Location image of event venue


This just cannot be missed! Have you ever dreamed about working with Large Hadron Collider? If you did (like us) then please stand still... Piotr Turek will tell us about, lo and behold:

Unraveling mysteries of the Universe at CERN, with OpenStack and Hadoop

He will talk about the challenges faced, lessons learned and fun he had while reinventing the way offline data analysis is done at one of LHC (Large Hadron Collider) experiments. A journey, which took us to another land: of contemporary Big Data stack, and which finally married those two. Did it make any sense in the end?
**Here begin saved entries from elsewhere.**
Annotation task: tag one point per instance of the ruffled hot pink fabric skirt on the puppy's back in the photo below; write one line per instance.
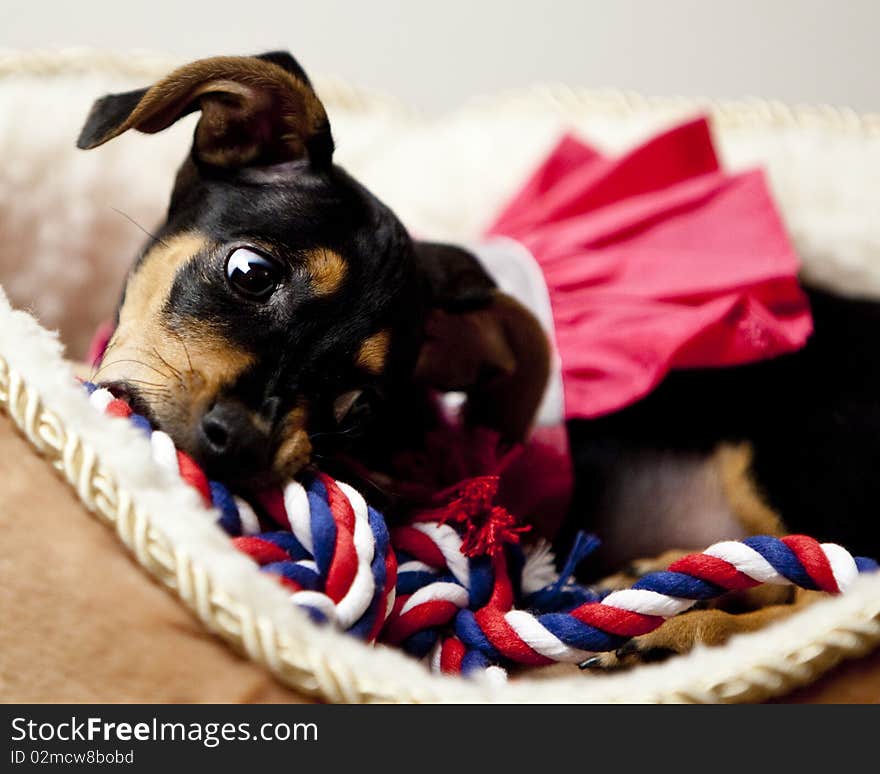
(656, 260)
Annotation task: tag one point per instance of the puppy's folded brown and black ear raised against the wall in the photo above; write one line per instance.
(256, 110)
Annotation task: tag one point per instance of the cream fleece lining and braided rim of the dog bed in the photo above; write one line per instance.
(446, 178)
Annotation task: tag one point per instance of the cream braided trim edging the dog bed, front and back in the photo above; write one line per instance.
(173, 537)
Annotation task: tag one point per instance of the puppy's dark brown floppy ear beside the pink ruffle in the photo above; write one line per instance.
(481, 341)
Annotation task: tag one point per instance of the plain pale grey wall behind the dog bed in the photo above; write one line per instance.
(435, 54)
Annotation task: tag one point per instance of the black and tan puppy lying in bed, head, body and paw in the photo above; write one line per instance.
(281, 311)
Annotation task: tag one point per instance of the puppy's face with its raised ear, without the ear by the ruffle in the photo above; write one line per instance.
(277, 290)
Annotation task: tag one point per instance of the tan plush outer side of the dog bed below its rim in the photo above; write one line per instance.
(81, 622)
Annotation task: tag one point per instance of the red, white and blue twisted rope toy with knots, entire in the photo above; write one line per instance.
(454, 584)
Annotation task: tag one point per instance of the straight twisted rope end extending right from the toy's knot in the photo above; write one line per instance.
(501, 633)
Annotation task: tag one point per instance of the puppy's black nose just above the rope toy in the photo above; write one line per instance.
(230, 442)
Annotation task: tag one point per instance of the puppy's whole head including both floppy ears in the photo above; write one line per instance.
(280, 298)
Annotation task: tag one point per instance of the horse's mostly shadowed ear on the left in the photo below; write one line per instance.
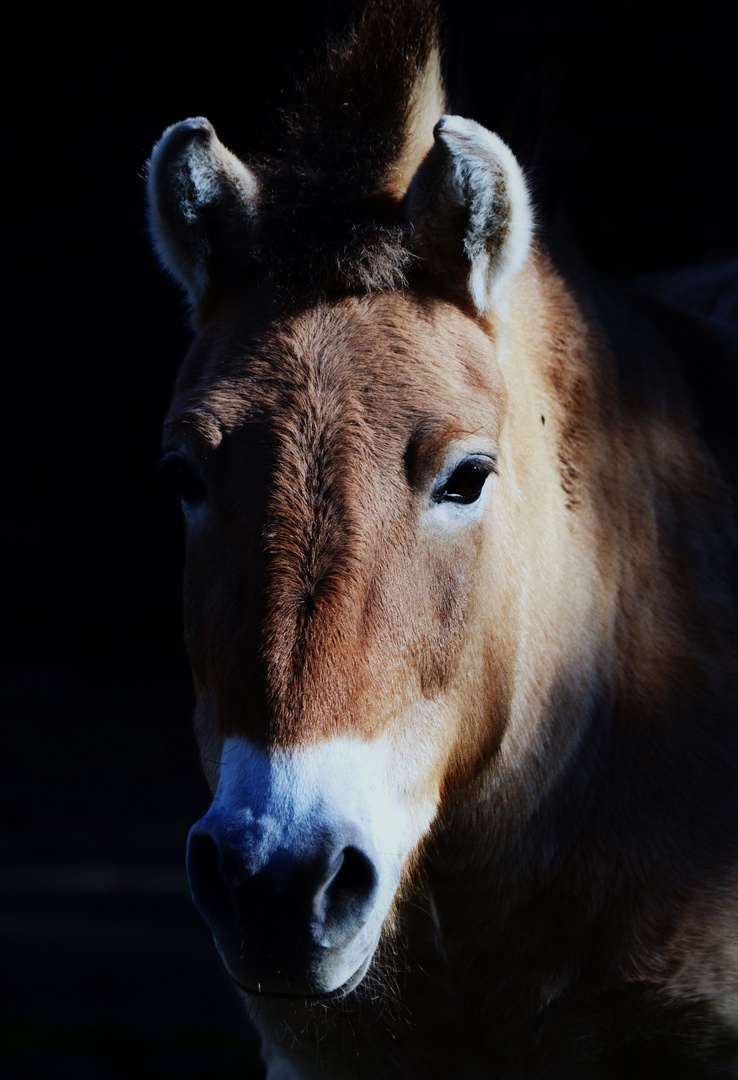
(203, 207)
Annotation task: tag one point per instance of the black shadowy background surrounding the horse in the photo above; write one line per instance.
(625, 116)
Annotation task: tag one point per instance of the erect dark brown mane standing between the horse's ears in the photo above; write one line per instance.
(331, 220)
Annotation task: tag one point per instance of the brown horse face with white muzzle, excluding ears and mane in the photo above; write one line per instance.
(339, 475)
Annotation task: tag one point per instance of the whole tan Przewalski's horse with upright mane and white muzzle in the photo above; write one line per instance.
(461, 550)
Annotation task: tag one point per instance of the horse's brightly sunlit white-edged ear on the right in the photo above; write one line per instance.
(471, 211)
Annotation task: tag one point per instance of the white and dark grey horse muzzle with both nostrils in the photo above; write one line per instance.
(292, 880)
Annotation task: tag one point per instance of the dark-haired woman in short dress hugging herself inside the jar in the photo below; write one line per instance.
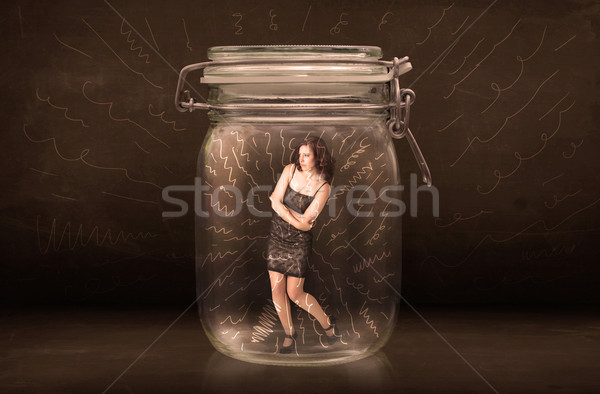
(299, 196)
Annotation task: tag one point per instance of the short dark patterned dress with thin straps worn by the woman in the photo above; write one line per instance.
(289, 249)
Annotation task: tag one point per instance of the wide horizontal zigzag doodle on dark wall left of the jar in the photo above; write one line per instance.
(66, 236)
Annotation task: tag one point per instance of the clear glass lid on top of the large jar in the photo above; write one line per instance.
(298, 64)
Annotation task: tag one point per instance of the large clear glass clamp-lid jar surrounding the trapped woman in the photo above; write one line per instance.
(263, 101)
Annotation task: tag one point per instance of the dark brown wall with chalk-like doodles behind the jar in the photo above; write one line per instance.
(86, 153)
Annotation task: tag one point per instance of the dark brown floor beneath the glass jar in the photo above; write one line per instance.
(87, 350)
Come and you will know.

Among other things you will learn:

• the why, what and how of data analysis at CERN

• why latency variability in large distributed systems matters (literally ;))

• why using C++ as a scripting language is both the best and the worst idea ever

• how to implement a reliable Hadoop cluster provisioning mechanism on OpenStack

• how to marry a huge data analysis framework written in C++, with Hadoop 2

• what is the moral of this story

#CERN #OpenStack #Hadoop2 #Sahara #MindBogglingFacts

If that is not enough then we will have two more talks in which:

• Szymon Sobczak will quickly explain how Spark works and why it's a revolution, not evolution from MapReduce.

• Mateusz Buśkiewicz will present DataFrames - great tool for data science, which can be used on a single machine and very a powerful big data tool, when run on Spark cluster.

The event will take place in Tech Space (Wyczółkowskiego 7) on Thursday, June 18th at 6:30 PM! Hope to see you there!